In this question why do I assume that n=6, why can’t n=12?

is the answer c?

yes, and I get how to get to 6, I just don’t know why the answer isn’t 12 if they are asking for the largest

Hey,

For n^3 to be divisible by 24, n^3 should contain all the prime factors of 24. So now that we know that we need to prime factorize 24.

24 = 2^3 * 3

In any cube the number of prime factors are raised to a power of 3. For ex 8 = 2^3 , 64 = (2^2)^3

So we know that n should contain one 2 and a 3. Which means n has to be at least a 6.

However, we don’t know if n^3 has more than 3 2s. It may or it may not. For n to be 12 we need 6 2s in n^3. Hence we cannot say for sure.

The question is a “must be” question not a “could be question”. If it were a “could be” question we could have assumed n to be 12.

Hope this helps

Thanks!

Thank you!

No problem

Hi,

Could someone please explain why the answer to the following question cannot be 12. I understand why it is 6 but the question asks for the largest factors of n which I believed could be 12.

Q: If n is an integer and n^{3} is divisible by 24, what is the largest number that must be factor of n?

a) 1 b) 2 c) 6 d) 8 e) 12

Answer: c

We have to assume that n^3 = 2^3*3 at a minimum because it is divisible by 24. So n must have 2 and 3 as it’s factors. So that has to be 2*3=6. It can be larger but they are asking what must be the largest factor of n.

**If n is an integer and n ^{3} is divisible by 24, what is the largest number that must be a factor of n ?**

A)1

B)2

C)6

D)8

E)12

the correct option is C

But I am not convinced

if we take n=12 the 12x12x12 is divisible by 24 [the first part of the question]

12 is the largest factor 12 [ n=12 in this example ]

that means E can also be the answer right?

*must*, not *can*.

If n is an integer and n is divisible by 24, what is the largest number that must be a factor of n?

Any explanation for this would be helpful!!

I suspect there is something missing with the formatting, otherwise the answer is trivially 24.

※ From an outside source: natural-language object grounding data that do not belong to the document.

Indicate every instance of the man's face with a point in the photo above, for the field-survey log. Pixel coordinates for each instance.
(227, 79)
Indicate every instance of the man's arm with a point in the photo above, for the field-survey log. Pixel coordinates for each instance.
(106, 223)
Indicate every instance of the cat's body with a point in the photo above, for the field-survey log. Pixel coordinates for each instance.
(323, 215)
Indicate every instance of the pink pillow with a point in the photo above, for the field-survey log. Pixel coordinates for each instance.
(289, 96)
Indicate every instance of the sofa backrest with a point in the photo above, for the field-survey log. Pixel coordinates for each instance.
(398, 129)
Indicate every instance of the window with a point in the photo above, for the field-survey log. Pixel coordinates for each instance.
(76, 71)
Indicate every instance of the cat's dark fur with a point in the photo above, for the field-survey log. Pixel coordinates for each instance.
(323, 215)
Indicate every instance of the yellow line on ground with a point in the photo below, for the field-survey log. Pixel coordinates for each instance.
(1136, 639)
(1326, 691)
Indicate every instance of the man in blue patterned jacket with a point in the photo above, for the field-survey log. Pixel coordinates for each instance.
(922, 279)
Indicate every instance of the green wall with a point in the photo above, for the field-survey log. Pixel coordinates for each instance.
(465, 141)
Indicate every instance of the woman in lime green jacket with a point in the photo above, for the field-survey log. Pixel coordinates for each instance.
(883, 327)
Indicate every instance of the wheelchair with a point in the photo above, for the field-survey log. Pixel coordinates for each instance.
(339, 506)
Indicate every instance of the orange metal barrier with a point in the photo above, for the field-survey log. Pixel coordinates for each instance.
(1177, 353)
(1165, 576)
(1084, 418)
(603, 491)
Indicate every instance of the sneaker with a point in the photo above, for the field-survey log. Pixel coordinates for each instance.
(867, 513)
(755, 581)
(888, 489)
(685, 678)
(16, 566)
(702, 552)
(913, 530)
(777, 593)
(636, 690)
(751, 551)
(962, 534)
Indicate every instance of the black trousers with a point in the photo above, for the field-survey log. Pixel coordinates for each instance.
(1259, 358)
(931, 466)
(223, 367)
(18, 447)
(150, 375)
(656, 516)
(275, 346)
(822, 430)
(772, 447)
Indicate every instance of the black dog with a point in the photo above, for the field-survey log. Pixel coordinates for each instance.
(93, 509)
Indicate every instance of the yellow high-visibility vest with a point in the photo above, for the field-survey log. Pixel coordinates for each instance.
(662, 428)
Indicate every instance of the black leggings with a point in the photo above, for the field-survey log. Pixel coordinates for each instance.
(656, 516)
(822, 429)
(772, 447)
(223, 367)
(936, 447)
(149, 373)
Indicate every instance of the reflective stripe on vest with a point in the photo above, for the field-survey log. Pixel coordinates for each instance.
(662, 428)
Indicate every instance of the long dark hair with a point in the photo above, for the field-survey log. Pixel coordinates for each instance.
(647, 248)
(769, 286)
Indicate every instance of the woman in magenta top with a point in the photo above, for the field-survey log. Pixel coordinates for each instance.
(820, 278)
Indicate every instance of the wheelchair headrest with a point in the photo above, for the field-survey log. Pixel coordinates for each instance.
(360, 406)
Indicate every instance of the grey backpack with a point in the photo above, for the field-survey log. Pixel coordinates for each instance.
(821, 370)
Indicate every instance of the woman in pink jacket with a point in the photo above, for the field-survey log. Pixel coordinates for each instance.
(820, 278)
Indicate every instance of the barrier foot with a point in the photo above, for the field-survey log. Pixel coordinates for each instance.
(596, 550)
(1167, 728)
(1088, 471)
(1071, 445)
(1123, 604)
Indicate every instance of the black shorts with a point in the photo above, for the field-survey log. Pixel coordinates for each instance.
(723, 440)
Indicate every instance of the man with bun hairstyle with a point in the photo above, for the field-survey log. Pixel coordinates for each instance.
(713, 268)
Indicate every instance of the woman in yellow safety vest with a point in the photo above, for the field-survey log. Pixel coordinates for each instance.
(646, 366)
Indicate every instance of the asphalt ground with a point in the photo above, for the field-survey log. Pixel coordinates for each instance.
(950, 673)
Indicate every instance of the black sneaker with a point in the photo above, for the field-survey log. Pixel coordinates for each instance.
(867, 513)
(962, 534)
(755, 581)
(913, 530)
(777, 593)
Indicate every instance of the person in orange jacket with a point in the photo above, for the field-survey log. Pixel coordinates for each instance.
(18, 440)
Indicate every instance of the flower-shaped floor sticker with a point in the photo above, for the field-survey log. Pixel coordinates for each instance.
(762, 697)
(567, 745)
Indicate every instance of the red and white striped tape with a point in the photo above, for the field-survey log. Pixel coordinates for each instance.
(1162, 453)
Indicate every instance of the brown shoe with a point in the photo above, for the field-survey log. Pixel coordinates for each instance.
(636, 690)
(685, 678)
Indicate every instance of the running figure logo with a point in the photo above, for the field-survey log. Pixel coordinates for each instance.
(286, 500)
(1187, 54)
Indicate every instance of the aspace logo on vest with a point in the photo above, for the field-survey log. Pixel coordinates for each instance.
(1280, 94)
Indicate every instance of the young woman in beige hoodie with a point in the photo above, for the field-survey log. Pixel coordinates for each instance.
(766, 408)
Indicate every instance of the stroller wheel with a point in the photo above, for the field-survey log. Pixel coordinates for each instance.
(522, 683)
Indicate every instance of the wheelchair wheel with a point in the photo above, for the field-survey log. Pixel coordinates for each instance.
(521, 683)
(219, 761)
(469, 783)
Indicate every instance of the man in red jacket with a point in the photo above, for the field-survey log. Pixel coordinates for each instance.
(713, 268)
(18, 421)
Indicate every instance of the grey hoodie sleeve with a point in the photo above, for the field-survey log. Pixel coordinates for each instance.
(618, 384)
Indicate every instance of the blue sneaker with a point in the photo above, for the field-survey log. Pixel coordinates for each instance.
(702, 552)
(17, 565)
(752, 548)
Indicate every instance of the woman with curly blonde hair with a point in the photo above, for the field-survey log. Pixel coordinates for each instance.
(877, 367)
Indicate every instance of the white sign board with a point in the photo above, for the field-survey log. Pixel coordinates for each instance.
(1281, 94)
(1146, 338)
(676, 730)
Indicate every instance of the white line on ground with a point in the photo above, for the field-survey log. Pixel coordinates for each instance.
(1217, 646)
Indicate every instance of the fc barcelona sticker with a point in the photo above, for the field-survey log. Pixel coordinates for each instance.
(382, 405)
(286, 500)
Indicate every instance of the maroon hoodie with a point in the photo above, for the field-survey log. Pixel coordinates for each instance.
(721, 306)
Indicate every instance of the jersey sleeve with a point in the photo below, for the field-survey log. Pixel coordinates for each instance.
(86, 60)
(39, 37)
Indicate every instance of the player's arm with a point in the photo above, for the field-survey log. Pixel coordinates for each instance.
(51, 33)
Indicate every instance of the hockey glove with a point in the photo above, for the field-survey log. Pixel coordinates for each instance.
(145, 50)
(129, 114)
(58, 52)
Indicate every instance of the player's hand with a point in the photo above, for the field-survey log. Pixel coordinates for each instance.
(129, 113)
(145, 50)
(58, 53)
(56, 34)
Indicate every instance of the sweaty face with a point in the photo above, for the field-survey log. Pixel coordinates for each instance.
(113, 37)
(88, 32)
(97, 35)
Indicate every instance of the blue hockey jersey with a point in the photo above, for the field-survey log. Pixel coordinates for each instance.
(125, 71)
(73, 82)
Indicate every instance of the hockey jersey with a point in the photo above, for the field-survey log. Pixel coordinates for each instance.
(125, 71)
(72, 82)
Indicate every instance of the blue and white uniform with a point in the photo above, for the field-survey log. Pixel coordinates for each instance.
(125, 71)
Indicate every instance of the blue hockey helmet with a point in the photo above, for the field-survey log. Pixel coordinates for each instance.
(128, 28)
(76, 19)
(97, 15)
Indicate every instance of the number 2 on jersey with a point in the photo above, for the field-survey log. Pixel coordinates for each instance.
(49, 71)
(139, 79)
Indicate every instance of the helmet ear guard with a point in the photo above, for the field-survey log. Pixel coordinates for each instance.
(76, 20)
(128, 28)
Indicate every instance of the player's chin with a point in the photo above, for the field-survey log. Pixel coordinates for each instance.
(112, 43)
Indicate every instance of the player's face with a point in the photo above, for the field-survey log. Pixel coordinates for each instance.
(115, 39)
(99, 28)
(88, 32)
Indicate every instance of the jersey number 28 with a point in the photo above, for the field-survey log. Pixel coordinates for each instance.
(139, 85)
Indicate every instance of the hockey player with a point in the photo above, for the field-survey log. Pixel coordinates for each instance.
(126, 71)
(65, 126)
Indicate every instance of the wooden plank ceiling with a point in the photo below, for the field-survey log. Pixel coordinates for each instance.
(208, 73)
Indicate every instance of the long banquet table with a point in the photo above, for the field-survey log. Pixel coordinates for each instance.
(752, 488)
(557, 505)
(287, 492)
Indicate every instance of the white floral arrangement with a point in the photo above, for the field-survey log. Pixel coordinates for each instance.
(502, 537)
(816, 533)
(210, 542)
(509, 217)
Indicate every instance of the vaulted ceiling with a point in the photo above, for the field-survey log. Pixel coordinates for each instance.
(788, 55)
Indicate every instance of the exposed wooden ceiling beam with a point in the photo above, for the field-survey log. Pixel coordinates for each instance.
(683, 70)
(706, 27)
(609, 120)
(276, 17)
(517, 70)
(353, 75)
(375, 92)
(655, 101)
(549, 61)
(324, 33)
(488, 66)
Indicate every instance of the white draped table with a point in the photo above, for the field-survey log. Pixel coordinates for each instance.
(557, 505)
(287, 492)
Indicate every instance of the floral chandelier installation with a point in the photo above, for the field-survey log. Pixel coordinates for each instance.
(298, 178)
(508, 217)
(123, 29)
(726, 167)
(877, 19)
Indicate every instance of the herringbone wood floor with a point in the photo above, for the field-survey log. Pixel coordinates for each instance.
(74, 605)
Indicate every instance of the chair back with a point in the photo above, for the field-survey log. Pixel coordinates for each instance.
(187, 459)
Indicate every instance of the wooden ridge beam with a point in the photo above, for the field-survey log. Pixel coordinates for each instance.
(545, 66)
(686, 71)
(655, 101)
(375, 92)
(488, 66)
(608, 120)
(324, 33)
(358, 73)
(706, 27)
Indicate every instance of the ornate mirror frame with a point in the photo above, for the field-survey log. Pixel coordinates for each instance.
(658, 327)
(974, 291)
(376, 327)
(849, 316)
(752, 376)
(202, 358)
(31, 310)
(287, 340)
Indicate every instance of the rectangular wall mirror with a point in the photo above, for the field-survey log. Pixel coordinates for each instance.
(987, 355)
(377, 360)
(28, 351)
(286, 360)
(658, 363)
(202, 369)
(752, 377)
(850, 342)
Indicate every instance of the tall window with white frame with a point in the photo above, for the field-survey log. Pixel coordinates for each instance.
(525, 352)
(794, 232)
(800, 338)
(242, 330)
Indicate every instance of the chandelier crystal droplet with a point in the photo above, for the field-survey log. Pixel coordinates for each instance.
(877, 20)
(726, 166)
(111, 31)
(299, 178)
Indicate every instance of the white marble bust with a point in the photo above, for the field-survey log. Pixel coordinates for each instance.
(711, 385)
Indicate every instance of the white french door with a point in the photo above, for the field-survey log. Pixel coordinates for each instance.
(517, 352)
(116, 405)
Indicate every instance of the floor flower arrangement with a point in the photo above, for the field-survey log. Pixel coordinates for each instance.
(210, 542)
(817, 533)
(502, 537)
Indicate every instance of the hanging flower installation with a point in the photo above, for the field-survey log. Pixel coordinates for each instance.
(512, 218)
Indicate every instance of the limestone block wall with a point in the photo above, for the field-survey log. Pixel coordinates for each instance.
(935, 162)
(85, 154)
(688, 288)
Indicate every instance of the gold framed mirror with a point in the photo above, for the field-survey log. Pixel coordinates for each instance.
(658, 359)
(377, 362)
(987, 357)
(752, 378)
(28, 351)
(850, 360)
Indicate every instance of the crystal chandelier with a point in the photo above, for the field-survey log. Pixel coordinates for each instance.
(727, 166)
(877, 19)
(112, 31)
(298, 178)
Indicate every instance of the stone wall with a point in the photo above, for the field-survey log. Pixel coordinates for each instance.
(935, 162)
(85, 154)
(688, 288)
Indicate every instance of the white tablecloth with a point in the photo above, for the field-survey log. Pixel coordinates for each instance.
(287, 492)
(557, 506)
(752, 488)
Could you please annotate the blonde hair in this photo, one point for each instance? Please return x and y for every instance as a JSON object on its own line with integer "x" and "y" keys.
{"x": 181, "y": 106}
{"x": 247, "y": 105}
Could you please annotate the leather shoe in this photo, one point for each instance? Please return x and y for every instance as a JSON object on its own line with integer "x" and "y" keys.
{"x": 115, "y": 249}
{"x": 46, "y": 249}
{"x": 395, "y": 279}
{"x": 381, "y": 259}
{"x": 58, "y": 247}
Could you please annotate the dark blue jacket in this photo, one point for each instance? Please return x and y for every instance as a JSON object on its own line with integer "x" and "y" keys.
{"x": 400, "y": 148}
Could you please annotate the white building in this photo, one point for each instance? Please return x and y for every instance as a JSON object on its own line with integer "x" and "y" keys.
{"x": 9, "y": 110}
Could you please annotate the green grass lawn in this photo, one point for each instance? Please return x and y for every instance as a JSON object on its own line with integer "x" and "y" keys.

oh yes sorry the question is If n is an integer and n(cube)

is divisible by 24, what is the largest number that must be a factor of n?

See

Also please format properly (for instance, either n^{3} or n^3).

Thanks alot!!!

You said it can be larger. So 12 is larger than 6 and can be a factor of n. Since the question for the larget integer, 12 should be the correct answer right?

You’re right. Even I don’t get it, when I Googled it, the question was rephrased to “minimum”

No, what he is trying to say is 6 the largest factor among 1,2,3 and 6.

By using back solving, I came to know that the answer must be either 6 or 12.

After that, I just couldn’t solve it further, looked it up on greprepclub and also the 5lb answer key. But it doesn’t explain why the answer cannot be 12.

Thanks.

PS: Question from 5lb, Ch.13, Q28